ジグヘッドワッキーや軽量ドロップショットでも違和感なく食わせるソフトなティップ。

ディープウォーターのビッグバスハントに必要なネコリグの操作性と強靭なトルク。

言葉にすればありきたりな売り文句ながら、それらを全て1本のシャフトでコントロールするというのは専用ロッドを作るより遥かに攻めた設計が必要な事だと分かっていました。

北浦の杭周りで掛けた魚をコントロールしながらファイトする事。

南湖のウィードにジグヘッドリグを繊細に絡める事。

リザーバーの岬のディープにネコリグを置いて誘い続ける事。

河川のオーバーハング下にノーシンカーをスキップさせる事。

それらを明確にイメージしながらエキストラファーストの強靭なブランクと、無駄を一切省いたグリップデザイン、モノフィラでもブレイドでもリーダーシステムでも正確なロングキャストが出来るガイドシステムを強烈にイメージする事が出来たのは、”それ”が欲しい物だと長年渇望していたから。

”自分が欲しい物は自分で作るしかない”

敬愛するルアービルダーの言葉が脳裏に響いたのです。

結果はすぐに釣果として現れました。

当時開発中だったダブルウィップ7″と合わせて、自分のイメージ通りにルアーを操作出来る事によって、これまでよりスムーズでストレスフリーで精密なイメージを持って釣りを続ける事が出来るようになりました。

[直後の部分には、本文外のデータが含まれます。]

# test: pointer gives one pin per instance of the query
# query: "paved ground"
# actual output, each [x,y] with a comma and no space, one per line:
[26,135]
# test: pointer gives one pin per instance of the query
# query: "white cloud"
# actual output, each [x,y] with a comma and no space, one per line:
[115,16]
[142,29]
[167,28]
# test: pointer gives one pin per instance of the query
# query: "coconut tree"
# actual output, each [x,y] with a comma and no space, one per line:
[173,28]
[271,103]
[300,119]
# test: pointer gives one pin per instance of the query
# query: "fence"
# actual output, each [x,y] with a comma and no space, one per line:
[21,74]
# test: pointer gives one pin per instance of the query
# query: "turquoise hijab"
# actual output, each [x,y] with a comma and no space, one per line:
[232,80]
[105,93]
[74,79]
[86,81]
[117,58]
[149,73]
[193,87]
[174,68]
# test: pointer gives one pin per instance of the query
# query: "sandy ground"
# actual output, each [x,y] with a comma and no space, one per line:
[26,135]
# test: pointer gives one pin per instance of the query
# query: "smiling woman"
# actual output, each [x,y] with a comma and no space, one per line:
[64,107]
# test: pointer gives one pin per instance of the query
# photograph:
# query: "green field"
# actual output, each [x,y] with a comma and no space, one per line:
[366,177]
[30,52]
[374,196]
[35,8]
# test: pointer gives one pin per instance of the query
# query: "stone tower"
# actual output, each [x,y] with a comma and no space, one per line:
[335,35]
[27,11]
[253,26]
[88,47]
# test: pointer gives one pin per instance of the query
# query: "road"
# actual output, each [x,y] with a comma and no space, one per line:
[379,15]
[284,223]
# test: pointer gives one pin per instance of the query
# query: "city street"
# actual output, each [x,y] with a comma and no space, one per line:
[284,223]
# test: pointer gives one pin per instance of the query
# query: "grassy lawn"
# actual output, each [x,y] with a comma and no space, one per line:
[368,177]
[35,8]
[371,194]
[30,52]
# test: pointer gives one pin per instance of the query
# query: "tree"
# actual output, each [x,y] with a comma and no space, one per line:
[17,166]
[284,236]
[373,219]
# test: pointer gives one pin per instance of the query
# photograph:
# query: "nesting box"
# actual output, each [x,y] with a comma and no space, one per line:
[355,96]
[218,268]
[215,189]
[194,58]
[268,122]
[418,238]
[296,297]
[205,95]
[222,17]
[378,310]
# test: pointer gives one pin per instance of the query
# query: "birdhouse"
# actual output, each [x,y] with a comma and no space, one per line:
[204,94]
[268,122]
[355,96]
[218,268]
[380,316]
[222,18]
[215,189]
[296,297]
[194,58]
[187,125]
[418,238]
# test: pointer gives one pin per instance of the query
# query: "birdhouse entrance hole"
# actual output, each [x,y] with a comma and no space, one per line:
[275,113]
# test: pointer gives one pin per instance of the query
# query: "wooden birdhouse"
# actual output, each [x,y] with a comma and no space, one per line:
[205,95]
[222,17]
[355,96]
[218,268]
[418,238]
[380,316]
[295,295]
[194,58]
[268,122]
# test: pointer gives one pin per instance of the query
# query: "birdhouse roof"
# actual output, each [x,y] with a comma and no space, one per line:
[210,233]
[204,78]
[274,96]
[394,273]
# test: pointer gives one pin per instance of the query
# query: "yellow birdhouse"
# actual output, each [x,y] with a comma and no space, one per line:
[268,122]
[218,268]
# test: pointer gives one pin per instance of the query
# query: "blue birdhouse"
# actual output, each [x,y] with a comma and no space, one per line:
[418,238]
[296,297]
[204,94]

特に操作性を重視し、必要最小限のパーツのみで構成されたグリップ部分と、移動時やタックルチェンジの際に不可欠なフックキーパーは長時間の釣りでも疲労が少なく、高い集中力で釣りを続ける事が可能に・・・。

結果、2016年後半から2017年シーズン、最も多くの魚をキャッチするに至ったS-63Lは、強烈な流れとファイトのカナダ/エリー湖のスモールマウスバス達や琵琶湖北湖のロクマルなど、多くの舞台を経験して2017年末に発売となりました。

2017年発売と同時にメーカー及び問屋在庫が終了してしまったS-63L。

お待たせしてしまっている皆さん申し訳ありません。

触った事無いよって方は是非この機にお手に取ってお確かめ頂けましたら幸いです。

マルチパーパスロッド”Nomad”の真骨頂、S-63L 2ndロットリリースでございます。

 

 

Color of 漁師Crank

漁師クランクのカラーバリエーションは8色です。

#ファントムスメルト

ワカサギなどのベイトフィッシュを思わせるクリア系ボディは晴天無風時に効果を発揮します。

見る角度によってクリアにもブルーにも見えるファントム仕様はFURYやデリンジャー、グッピーでも人気のカラーです。

#スレッドフィンシャッド

ギラギラと輝き光るボディの明滅効果は曇天や風で水面がざわついている時に効果的。

捕食スイッチの入った魚に本能的に訴えかけるパニックベイトのきらめきです。

#OYシャッド

白パールベースのシャッドカラーはささ濁りレイクの万能カラーです。

一般的なダム湖や河川、沼や潟など、フラットランドレイクで使用頻度高めのカラーです。

#シトラスシャッド

海外に行くとステインウォーターで非常に人気の高いカラーだけに、霞水系で活躍するアングラー達から常にリクエストが来るカラーです。

側面は反射を抑えた消銀仕様。リアルミノーやハンドメイドによくあるホイルの裏張りのようなカラーです。

#ブラックチャート

ザ・クランクベイトといった感じのオールドスクールながら、釣果は未だ衰え知らず。

マッディウォーターのカバー周りなど、出会い頭のリアクションバイトを誘発するカラーだけに、巻いていてドキドキするカラーなのです。

#ブルーギル

今回、the漁師Crankの象徴的なカラーとも言えるブルーギル。

余計な反射を抑えたウッドプラグのようなタッチながら、ブルーギルの持つ色の特色と、ルアーのサイズや形状とのマッチ感が強烈にギルを連想させます。

#レッドスワンプ

春の定番色として有名な赤いクローフィッシュは、意外にも夕方日暮れ時や晩秋にも効いたりします。

赤い背中とオレンジのお腹のグラデーションは名前の由来である「アメリカザリガニ」を連想させるだけでなく、夕焼けに映えるブライト系カラーでもあるのです。

#シャインブリーム

午後の傾いた日差しを受けて煌めくブリーム系カラーに、ヌメヌメと反射するマグマホロの要素を加えたシャインブリームは、バレットヘッド以来の人気カラーです。

赤金や黒金といった定番カラーにブルーギルっぽさを加えたようなこのカラーは、赤茶系の水が多い房総のダム湖や野池等でも効果の高いカラーです。

さて、そんな漁師クランクのスペックデータです。

ボディレングス:90mm

ウェイト:27g(フック、リング無し24g)

潜行深度:2m強 (最大2.5m)

フック:イチカワフィッシング RCカマキリ #1

価格:¥2,200 (税抜き)

10月末~11月の発売を予定しています。